Followup question, do we need to be concerned about what is or is not used for the reanalysis? Can we just fix and test the proposed solution on the main branch assimilate.csh.template? Which I am assuming is this one: https://github.com/NCAR/DART/blob/main/models/cam-fv/shell_scripts/cesm2_1/assimilate.csh.template (Latest commit 1a7e1b9 on Mar 26, 2019)

johnsonbk commented 1 year ago

I created PR #437 to illustrate how the script can be updated to fix the issue.

I don't know which assimilate.csh.template is used for the reanalysis. The DART_CASES repository was created to archive the configurations of important experiments such as the reanalysis. Perhaps @kdraeder can explain further.

For the sake of simplifying the discussion, lines 370-400 in the assimilate.csh.template of the reanalysis branch of the DART repository match lines 368-398 in the assimilate.csh.template of the f.e21.FHIST_BGC.f09_025.CAM6assim.011 branch of the DART_CASES repository.

For your follow up question: I don't know how closely the scripts in the DART repository need to match the scripts used in the reanalysis. For the purpose of this pull request, I think we should just fix and test the assimilate.csh.template of the DART main branch. Perhaps others will have differing opinions though.
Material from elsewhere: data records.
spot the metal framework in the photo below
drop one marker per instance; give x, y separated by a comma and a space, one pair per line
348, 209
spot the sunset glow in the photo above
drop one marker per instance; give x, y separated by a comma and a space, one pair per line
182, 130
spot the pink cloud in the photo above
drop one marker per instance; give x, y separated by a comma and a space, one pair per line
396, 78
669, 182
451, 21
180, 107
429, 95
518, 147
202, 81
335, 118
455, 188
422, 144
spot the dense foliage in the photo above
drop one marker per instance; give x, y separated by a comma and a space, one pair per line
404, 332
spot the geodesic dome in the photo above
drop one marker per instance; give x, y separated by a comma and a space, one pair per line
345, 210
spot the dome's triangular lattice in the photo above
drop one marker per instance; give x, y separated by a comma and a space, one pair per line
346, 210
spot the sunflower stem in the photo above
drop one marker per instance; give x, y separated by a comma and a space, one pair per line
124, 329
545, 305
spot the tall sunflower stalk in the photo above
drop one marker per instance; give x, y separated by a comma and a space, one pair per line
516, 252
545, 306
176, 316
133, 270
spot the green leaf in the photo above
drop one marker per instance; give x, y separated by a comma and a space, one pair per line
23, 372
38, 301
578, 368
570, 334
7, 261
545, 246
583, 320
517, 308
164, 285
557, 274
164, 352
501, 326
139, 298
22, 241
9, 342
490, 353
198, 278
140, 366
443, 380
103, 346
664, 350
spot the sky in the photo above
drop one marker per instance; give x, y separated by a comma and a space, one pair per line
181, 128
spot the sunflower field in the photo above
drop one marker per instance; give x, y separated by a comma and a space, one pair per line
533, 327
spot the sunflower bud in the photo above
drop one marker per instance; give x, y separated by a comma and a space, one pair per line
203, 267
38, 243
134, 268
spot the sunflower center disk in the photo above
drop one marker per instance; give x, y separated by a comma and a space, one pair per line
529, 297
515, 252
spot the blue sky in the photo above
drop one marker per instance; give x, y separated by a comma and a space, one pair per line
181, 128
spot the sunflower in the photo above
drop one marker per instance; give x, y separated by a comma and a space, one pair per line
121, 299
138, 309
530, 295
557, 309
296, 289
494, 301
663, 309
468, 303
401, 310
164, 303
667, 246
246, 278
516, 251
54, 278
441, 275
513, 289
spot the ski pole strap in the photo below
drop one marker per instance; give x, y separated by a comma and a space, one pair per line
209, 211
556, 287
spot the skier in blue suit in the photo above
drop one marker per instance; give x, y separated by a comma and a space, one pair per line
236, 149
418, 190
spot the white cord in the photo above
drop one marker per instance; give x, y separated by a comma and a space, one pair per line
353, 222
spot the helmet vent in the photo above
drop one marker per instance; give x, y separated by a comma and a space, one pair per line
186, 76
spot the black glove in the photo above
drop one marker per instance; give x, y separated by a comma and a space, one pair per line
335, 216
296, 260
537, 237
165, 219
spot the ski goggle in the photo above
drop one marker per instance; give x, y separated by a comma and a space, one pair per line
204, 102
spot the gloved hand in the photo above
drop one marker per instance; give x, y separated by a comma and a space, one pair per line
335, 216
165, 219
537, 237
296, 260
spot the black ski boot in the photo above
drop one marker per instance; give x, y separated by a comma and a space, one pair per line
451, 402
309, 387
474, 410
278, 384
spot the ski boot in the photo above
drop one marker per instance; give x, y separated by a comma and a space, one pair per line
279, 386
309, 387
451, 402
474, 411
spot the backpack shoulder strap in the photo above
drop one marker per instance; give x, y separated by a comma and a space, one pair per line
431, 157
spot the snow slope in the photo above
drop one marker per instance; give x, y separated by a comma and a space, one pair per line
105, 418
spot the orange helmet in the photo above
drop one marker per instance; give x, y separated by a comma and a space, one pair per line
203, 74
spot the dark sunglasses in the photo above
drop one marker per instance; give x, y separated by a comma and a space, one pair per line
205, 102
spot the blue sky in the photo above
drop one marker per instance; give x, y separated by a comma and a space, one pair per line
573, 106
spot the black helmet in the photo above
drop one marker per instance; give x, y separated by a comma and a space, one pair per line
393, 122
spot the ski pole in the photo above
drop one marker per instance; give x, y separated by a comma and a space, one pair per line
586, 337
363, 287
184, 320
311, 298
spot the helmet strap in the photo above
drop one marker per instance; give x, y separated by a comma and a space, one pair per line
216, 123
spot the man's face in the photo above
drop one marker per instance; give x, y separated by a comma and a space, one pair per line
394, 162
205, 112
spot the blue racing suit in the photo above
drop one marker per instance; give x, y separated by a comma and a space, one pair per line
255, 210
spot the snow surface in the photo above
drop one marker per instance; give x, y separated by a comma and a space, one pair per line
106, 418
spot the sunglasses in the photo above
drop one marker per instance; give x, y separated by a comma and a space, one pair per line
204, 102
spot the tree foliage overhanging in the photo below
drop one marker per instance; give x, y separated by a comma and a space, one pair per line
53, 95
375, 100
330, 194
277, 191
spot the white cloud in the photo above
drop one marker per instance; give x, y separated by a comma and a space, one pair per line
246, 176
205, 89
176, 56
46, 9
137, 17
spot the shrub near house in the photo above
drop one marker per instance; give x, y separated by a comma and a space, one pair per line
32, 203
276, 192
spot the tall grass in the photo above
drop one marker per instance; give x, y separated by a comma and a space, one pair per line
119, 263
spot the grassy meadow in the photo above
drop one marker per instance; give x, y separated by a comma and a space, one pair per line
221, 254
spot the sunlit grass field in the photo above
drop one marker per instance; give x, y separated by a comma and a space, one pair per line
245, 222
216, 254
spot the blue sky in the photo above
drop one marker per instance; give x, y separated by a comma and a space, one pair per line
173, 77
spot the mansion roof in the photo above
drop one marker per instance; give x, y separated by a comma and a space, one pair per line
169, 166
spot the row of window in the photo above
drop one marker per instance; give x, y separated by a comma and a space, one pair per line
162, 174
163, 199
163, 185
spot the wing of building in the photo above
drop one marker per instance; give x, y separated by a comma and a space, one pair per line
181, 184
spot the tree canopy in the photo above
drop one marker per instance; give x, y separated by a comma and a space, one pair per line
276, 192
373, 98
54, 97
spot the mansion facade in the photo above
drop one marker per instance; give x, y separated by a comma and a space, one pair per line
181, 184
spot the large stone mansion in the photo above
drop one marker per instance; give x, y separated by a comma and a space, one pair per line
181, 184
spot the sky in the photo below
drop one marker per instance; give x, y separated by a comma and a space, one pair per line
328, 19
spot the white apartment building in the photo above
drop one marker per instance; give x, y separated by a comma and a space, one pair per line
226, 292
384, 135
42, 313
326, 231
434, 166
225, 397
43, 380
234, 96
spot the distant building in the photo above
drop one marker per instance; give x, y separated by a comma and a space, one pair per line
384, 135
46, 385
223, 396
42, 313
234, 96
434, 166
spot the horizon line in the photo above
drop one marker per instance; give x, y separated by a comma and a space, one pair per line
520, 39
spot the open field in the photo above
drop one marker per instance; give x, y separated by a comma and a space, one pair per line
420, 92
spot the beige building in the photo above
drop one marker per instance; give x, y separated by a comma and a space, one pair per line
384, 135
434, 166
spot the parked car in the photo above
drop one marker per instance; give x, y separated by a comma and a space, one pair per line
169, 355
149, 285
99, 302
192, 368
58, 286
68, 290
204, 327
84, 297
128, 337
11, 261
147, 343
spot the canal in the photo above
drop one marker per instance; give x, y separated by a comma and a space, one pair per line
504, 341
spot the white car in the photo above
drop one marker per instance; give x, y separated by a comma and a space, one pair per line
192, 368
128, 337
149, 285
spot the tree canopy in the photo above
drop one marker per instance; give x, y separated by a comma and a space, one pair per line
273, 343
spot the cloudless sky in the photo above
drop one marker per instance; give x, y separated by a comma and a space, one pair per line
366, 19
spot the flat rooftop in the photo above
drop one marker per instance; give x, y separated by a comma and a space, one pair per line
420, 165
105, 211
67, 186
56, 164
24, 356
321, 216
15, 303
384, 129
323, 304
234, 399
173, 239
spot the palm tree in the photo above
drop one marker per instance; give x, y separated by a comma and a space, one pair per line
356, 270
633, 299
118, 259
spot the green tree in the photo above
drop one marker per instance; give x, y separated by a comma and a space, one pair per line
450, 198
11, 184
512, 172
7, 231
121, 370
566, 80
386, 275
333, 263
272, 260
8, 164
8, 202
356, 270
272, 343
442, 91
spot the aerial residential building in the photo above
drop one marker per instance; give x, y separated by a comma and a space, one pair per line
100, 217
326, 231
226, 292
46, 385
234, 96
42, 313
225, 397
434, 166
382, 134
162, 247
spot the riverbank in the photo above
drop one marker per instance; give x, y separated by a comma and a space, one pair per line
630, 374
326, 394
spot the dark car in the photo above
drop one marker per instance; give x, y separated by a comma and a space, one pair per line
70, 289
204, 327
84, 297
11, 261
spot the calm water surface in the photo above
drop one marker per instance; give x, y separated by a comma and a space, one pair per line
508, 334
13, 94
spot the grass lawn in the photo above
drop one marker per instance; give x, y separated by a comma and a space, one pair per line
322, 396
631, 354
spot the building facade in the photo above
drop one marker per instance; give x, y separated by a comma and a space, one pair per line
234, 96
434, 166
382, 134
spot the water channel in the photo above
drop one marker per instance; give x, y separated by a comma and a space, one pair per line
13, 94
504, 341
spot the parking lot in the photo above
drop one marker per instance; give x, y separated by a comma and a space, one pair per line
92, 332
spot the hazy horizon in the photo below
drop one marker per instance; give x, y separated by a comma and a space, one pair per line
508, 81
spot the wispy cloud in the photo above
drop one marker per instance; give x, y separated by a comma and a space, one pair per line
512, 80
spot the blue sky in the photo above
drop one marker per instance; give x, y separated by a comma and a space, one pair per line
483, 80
kdraeder commented 1 year ago

The version in the DART_CASES repo is a record of what was used in the Reanalysis in /glade/work/raeder/Exp/f.e21.FHIST_BGC.f09_025.CAM6assim.011 The DART_CASES sometimes lags for trivial changes, but important changes are archived. That case does not use the main or reanalysis branch version of assimilate.csh.template; that was only done years ago when .../Exp/setup_advanced_Rean.original was run.

The version in the NCAR/DART reanalysis branch may lag behind both of those versions, depending on how diligent I've been about updating it. The philosophy was that it should be updated only when permanent changes are needed, while the versions in Exp and DART_CASES may have more frequent changes (and reversions) to deal with transient problems that arise during the Reanalysis assimilation.

This fix should be committed to the main branch.